Tapi kita, kita manusia. Dan semakin kita menekan sisi kemanusiaan itu demi tuntutan eksternal, semakin kita merasa asing terhadap diri sendiri.
Kita menjadi makhluk produktif, tapi kehilangan arah. Kita menjadi efisien, tapi kehilangan makna.
Mungkin pertanyaannya bukan lagi "Apa yang harus aku lakukan hari ini?". Tapi: "Siapa yang butuh kehadiranku hari ini?"
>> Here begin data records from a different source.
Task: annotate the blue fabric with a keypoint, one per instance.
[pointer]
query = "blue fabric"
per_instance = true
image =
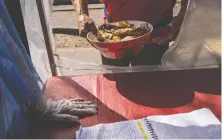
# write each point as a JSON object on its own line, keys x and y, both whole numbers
{"x": 20, "y": 84}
Dan yang lebih penting lagi: "Apakah aku sudah hadir untuk diriku sendiri?"
Hidup Butuh Jeda, Bukan Hanya Lari
Kapan terakhir kali kamu duduk diam, benar-benar diam tanpa menyentuh ponsel, tanpa membuka notifikasi, tanpa merasa harus segera "melakukan sesuatu"?
Sulit, bukan?
Kita hidup di zaman di mana keheningan terasa ganjil, dan diam dianggap tidak produktif. Seolah jika kita tidak terus bergerak, maka kita tertinggal. Padahal, mungkin justru dalam diam itu, hidup benar-benar terasa.
Saat kita menarik napas tanpa tergesa.
Saat kita mendengar suara burung di pagi hari, bukan deretan notifikasi.
Saat kita menatap wajah orang tua kita yang mulai menua, bukan layar kaca.
Saat kita menyadari bahwa detik ini, tempat ini, perasaan ini... penting.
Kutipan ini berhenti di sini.